- U.S. tariffs significantly impact Asian markets.
- Premier Cho warns of Taiwan’s market turbulence.
- Tech indices bear the brunt of financial shifts.

Chinese and Taiwanese stock markets experienced severe drops of 10% and 9.8% respectively on April 7, 2025, following geopolitical tensions and tariff announcements by the U.S.
Escalating U.S.-China tensions impact Asian economies, causing severe market instability and investor uncertainty.
Asian stock markets suffered substantial losses amidst heightened tensions. The Chinese market dropped by 10%, a significant downturn. U.S. President Donald Trump’s announcement of new tariffs has been a key factor affecting these markets.
China and Taiwan faced substantial sell-offs, largely affecting semiconductors. Taiwan Semiconductor Manufacturing Company, heavily influencing Taiwan’s Taiex Index, reported a notable decrease impacting the index significantly.
Taiwan’s Premier Cho expressed concerns over upcoming economic instability. “Taiwan’s central bank and the Financial Supervisory Commission are monitoring the situation and will provide necessary assurances to mitigate the impact,” said Cho Jung-tai, Premier of Taiwan. The technology sector, critical to Taiwan’s economy, feels the effects of the tariff announcement. Government responses will play a crucial role in managing investor confidence and market stability. More details about the economic environment can be observed here.
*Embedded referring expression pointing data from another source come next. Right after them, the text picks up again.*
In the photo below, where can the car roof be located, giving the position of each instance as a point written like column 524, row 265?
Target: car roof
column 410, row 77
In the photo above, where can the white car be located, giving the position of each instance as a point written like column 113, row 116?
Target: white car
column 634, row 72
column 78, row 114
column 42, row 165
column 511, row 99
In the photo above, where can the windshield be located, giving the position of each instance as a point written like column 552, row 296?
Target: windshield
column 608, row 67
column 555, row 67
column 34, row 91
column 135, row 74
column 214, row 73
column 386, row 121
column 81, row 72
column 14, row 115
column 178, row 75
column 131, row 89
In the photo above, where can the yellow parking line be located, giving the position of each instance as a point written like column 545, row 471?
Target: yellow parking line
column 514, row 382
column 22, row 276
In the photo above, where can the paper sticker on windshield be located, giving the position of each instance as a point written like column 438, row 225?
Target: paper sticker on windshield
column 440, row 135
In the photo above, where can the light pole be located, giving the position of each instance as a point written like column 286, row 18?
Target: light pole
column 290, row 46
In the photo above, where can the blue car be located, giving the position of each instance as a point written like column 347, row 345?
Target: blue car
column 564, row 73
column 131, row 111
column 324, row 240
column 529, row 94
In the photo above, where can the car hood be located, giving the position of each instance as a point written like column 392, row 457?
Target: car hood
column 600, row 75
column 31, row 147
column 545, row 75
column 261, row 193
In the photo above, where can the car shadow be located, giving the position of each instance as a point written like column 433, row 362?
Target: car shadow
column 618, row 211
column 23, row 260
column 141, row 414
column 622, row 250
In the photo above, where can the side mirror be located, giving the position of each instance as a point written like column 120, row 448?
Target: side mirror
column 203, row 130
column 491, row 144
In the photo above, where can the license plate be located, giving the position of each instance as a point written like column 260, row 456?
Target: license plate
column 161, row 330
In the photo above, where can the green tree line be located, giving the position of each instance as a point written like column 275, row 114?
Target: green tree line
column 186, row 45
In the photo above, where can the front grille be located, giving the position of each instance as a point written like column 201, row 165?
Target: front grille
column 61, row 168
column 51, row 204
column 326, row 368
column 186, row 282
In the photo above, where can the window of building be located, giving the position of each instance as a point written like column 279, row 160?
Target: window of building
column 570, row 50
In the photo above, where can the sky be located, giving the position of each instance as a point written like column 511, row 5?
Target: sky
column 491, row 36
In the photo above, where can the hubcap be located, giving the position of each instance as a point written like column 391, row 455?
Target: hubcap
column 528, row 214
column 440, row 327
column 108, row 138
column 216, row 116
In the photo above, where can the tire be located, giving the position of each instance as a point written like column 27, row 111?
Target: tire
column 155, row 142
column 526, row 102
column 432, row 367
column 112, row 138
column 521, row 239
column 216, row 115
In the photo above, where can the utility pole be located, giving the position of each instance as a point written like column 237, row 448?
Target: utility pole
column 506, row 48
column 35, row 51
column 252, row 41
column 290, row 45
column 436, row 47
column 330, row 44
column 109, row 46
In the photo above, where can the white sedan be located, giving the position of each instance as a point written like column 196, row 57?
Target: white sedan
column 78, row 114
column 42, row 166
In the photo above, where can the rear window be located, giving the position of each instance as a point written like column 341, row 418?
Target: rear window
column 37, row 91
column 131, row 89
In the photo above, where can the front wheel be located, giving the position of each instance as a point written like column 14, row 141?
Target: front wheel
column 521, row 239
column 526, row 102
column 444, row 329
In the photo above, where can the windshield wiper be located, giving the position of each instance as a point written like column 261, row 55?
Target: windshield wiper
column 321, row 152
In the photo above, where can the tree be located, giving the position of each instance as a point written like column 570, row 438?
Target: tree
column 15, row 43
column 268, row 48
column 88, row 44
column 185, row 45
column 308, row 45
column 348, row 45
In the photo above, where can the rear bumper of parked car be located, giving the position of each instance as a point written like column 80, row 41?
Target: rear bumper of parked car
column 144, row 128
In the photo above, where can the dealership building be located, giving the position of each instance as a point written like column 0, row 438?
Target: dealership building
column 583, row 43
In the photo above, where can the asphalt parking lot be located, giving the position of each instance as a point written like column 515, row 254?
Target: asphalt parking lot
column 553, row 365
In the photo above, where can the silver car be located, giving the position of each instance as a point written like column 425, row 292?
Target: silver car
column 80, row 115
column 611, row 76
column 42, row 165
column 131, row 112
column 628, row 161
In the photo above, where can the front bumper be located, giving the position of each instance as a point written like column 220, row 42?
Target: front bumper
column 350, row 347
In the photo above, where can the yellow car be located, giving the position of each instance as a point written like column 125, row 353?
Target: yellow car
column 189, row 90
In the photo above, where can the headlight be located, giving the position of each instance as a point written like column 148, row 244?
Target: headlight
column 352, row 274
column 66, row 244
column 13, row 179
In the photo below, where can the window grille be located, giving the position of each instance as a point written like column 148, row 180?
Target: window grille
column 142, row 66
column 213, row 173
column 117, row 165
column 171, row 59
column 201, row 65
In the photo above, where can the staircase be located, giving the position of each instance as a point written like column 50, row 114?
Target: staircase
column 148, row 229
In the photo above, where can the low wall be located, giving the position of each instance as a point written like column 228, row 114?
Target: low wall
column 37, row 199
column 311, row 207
Financial, political, and business implications are widespread. Asian markets react strongly to U.S. tariffs, with the Taiex transitioning into a bear market. Trade relations with the U.S. are now deeply scrutinized by market analysts.
Economic advisors predict prolonged market instability. The technology sector, exposed to international market fluctuations, faces sustained pressure. Historical market downturns seen during past global financial crises draw parallels with current events. Immediate government intervention appears necessary to prevent further declines.